Par ailleurs, on relèvera une dose d’incohérence, voire de bluff, de la part du gouvernement. Déclarer vouloir revenir au niveau de richesse nationale de 2019 en 2022 semble en effet peu réaliste, surtout lorsqu’on se remémore qu’une chute de 3 points de PIB en 2008 a mis trois ans pour être comblée. Aujourd’hui, il s’agit au minimum de rattraper un recul de 11 % de PIB.

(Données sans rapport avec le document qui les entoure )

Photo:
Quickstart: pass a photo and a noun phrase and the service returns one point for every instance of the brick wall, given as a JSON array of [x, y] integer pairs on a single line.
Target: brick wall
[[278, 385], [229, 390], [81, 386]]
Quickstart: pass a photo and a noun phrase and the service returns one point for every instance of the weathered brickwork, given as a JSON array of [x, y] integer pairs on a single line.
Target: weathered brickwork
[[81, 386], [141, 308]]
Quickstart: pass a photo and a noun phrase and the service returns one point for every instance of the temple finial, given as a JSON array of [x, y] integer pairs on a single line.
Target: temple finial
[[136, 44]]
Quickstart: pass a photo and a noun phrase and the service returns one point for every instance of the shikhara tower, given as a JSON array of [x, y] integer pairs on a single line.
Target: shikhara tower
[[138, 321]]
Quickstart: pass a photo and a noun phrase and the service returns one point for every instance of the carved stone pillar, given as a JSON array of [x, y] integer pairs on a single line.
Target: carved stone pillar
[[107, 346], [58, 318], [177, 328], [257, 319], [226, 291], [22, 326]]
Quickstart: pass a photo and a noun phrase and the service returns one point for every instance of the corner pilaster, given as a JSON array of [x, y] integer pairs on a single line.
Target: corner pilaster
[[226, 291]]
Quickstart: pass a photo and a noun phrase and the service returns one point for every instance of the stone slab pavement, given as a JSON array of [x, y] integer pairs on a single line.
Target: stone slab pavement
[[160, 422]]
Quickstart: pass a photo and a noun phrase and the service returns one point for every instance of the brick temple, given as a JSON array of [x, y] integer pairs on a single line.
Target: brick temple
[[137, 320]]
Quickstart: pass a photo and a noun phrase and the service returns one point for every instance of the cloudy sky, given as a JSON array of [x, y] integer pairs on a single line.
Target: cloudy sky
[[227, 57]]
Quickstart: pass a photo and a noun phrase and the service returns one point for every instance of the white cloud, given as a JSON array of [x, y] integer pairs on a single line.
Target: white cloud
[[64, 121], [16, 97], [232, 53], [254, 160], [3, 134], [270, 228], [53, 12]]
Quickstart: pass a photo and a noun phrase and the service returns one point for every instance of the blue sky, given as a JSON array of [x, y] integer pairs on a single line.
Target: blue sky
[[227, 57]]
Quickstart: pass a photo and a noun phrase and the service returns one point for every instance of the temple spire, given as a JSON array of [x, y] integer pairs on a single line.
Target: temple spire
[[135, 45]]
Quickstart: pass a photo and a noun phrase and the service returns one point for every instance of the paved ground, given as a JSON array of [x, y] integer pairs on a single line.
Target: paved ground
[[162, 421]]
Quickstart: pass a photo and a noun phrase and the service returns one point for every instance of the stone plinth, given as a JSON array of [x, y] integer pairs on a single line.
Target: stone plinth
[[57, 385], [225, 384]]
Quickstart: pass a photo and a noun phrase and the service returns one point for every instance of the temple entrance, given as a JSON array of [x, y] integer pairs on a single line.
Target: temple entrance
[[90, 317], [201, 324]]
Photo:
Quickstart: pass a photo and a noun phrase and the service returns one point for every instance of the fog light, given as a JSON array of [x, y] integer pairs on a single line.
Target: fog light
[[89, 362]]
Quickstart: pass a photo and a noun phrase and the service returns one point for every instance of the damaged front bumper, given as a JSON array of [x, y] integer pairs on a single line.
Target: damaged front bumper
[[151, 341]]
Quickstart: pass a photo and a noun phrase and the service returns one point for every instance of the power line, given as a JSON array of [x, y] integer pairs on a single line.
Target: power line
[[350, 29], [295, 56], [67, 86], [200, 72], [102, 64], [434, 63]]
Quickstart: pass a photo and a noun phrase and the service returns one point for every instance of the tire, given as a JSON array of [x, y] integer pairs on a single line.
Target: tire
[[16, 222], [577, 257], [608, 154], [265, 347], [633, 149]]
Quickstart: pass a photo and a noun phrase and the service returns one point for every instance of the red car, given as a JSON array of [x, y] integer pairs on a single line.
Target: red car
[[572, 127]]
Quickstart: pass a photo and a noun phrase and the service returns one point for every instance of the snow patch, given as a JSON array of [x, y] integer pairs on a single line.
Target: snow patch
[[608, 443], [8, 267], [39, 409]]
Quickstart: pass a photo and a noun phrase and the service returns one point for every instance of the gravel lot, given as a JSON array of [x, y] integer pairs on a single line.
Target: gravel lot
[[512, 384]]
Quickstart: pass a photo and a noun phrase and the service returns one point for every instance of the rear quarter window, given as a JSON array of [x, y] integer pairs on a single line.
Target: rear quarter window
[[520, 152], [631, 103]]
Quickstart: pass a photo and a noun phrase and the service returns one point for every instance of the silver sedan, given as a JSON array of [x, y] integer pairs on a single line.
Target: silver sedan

S’ajoute à cette situation l’éventualité d’une reprise de l’épidémie et un montant de dette privée qui ne cesse de croître pour atteindre 133 % du PIB, faisant peser sur l’économie nationale de sombres perspectives. De même, le déséquilibre de notre balance commerciale se poursuit. Avec la reprise, nos importations ont atteint 85 % de leur niveau d’« avant covid » alors que nos exportations peinent à effleurer les 75 %. Quant au budget de la protection sociale, combien de temps va durer le renflouement des comptes engendré par l’empilement d’exonérations et de reports ? A ce rythme le budget de la sécurité sociale risque bien de n’être plus qu’’un trou béant !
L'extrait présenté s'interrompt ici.